6 Tips For Getting Your Jam On
Photos: Karen Jackson/Flickr
Seasonal fruit makes me feel like a drug addict: it makes me excited and a little anxious that I won’t eat enough of them in their short season. So when cherries first show up, I buy five pounds just because I can. Fresh apricots get hoarded, and somehow, I always “accidentally” pick 20 pounds of organic Chandler strawberries with my family. I discovered the hard way that there is a limit on how many pies, cobblers and crisps a person can consume a year (mine is 33), and I wanted those flavors to last year-round. So I let my inner grandma shine and got my jam on. There is nothing quite like drowning in a sea of strawberry hulls and juiced lemons, with at least one fresh burn on my arm and my clothing covered in mysterious sticky bits.
Jam is probably the easiest of fruit preserves to make. It’s not picky like jelly, which requires you to strain the fruit out of the syrup. You don’t have to double cook it like you would a fruit butter. But jam does have a fairly strict set of rules you’ll need to follow, unless you enjoy getting burned on awkward body parts or throwing away four hours of work because you just had to send that email in the final stages of cooking your blackberry jam. Learn from my experience, and find out how to get a little bit of spring and summer all year long.

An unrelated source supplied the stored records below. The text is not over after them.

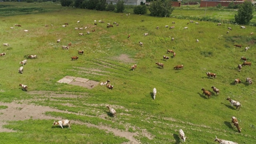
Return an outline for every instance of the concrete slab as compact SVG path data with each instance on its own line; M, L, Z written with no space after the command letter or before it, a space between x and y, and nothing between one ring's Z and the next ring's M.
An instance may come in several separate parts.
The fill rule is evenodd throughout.
M62 79L59 80L58 82L59 83L64 83L66 84L69 84L70 82L72 82L76 78L75 77L67 76L62 78Z
M75 79L75 81L76 82L84 82L84 83L88 81L88 80L89 80L89 79L88 79L87 78L79 78L79 77L77 77L76 78L76 79Z

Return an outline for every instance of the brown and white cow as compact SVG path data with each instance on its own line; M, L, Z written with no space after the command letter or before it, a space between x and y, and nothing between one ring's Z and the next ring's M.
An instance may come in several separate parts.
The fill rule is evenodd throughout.
M214 78L216 78L216 74L211 72L206 72L206 75L208 76L208 78L210 78L210 77L213 77Z
M71 57L71 60L77 60L78 59L78 57L77 56L72 56Z
M210 97L211 97L211 95L212 95L212 93L210 92L207 90L205 90L204 88L202 88L201 90L203 91L203 94L202 94L203 96L204 94L204 95L208 96L208 98L210 98Z
M180 68L183 68L183 65L177 65L175 66L174 66L173 68L173 69L175 69L176 68L176 70L178 69L179 69Z

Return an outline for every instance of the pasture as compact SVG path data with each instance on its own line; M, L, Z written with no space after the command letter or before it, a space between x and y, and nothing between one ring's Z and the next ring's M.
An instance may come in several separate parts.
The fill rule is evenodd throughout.
M40 4L26 5L36 4ZM196 21L199 24L187 24L190 20L42 4L38 8L54 8L1 15L0 53L6 53L0 57L1 144L179 144L180 128L187 143L216 144L216 135L239 144L255 143L255 84L245 82L248 77L256 80L256 35L250 35L255 33L254 27ZM114 22L119 26L106 28ZM68 25L62 27L65 23ZM146 33L149 35L144 36ZM62 49L70 42L69 50ZM10 46L4 46L6 43ZM168 49L176 56L167 54ZM84 54L78 54L79 50ZM28 59L30 55L38 58ZM170 58L163 60L164 55ZM79 56L77 60L71 60L74 56ZM238 72L241 56L252 66ZM19 62L25 59L27 64L19 74ZM163 63L164 68L157 62ZM174 69L180 64L184 68ZM216 78L208 78L206 72L216 74ZM98 84L89 89L57 82L66 76L100 82L110 80L114 86L111 90ZM242 82L235 85L237 78ZM28 86L27 92L20 83ZM212 92L212 86L220 90L218 96ZM202 94L202 88L212 92L210 99ZM242 104L239 110L230 106L228 97ZM116 111L116 117L108 112L108 105ZM233 116L242 128L240 133L231 124ZM52 125L64 119L71 120L71 129Z

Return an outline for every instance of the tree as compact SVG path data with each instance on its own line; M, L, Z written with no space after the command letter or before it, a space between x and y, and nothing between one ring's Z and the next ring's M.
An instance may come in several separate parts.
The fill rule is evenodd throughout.
M145 5L143 6L138 6L134 7L133 9L133 12L135 14L144 14L147 13L148 8Z
M118 0L116 3L116 12L123 12L124 10L124 2L123 0Z
M149 11L150 16L169 17L174 10L170 0L154 1L150 4Z
M239 24L248 24L253 18L253 6L250 1L245 1L242 4L235 14L235 21Z

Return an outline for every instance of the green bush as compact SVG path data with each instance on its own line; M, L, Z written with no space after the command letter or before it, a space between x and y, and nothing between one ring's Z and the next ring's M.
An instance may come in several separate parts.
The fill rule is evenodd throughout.
M133 9L133 12L135 14L144 14L147 13L148 8L145 5L135 6Z
M115 10L115 6L112 4L108 4L106 7L106 10L109 11L113 11Z
M34 2L34 0L26 0L26 2L27 3Z

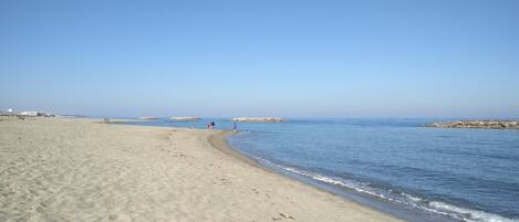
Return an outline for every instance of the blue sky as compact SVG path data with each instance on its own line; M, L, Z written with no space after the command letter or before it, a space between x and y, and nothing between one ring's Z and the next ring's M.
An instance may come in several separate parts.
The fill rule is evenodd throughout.
M519 1L0 0L0 109L519 117Z

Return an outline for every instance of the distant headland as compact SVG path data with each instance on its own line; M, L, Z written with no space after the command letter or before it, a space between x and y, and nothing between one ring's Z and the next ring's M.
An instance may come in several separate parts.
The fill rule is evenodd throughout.
M177 120L177 121L196 121L200 120L200 117L191 117L191 116L174 116L170 117L169 119L172 120Z
M489 128L489 129L519 129L518 120L459 120L447 123L426 124L426 127L439 128Z
M231 121L284 121L281 117L235 117Z

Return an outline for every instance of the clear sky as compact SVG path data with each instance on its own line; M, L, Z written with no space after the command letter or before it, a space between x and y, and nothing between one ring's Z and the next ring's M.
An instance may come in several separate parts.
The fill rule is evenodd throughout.
M0 0L0 109L519 117L519 1Z

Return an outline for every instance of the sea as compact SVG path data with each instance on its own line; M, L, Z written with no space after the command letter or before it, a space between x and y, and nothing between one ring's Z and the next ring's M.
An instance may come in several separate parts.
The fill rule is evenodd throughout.
M429 118L236 123L237 151L289 178L407 221L519 222L519 130ZM232 129L229 118L123 124Z

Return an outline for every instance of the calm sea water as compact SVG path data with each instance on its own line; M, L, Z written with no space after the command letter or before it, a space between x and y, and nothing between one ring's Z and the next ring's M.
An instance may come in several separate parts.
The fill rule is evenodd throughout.
M210 120L232 126L129 124L199 128ZM229 144L284 175L407 220L519 221L519 130L423 127L437 120L238 123L241 133Z

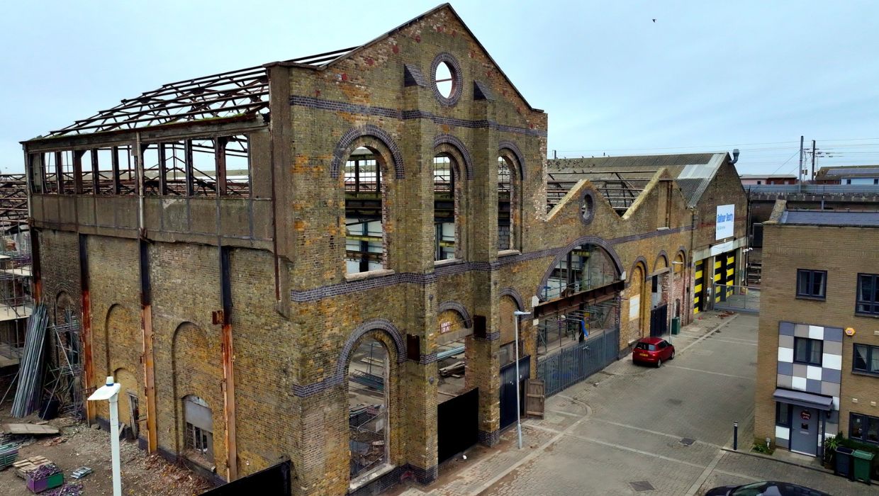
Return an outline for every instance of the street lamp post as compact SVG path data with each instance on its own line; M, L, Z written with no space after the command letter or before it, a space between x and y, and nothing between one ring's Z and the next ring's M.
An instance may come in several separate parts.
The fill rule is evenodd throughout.
M106 384L89 397L89 401L110 401L110 456L113 462L113 494L122 496L121 467L119 461L119 390L121 385L108 376Z
M519 437L519 449L522 449L522 419L519 405L519 317L520 315L531 315L530 312L515 310L512 313L512 325L516 329L516 435Z

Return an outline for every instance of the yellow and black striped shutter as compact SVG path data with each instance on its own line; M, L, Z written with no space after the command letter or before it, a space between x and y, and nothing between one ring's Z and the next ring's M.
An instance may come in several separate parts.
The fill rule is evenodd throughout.
M705 266L705 261L700 260L696 262L696 273L694 276L694 285L693 285L693 313L699 313L701 306L699 305L702 298L702 268Z
M720 284L723 284L723 255L720 255L715 257L715 271L714 271L714 294L715 294L715 303L720 303L721 296L723 295L723 288Z
M736 284L736 252L726 254L726 298L732 296Z

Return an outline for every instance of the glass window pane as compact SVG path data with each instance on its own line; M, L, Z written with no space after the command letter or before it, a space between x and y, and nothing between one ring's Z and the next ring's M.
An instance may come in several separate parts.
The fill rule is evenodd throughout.
M818 340L809 340L811 341L811 357L809 360L810 363L821 364L821 351L822 345L824 344Z
M854 370L867 370L867 351L868 349L863 345L854 345Z
M809 342L803 338L794 338L794 361L805 362L808 356Z
M879 442L879 419L870 417L869 428L867 429L867 441Z
M858 284L858 300L871 301L873 296L873 277L871 276L861 276Z
M852 422L849 426L849 436L854 439L862 439L861 422L863 419L861 415L852 415Z
M812 274L812 295L824 296L824 272Z
M775 423L780 426L787 426L790 421L790 405L787 403L778 403L778 410Z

1. Start with a few good jam cookbooks
A good jam book will not only give you tested recipes, but it will also explain in great detail how to make jam, test if it has gelled, and how to experiment with different flavors and spices. I like starting with The Complete Book of Small-Batch Preserving when I am making an unfamiliar jam because it offers recipes that yield a small amount, allowing me to test a few different recipes. I like to pair it with a specialized jam book, like The Blue Chair Jam Cookbook. This book has pages dedicated to describing different fruit varieties, spice pairings and how to get the true essence of the fruit into your jar of jam.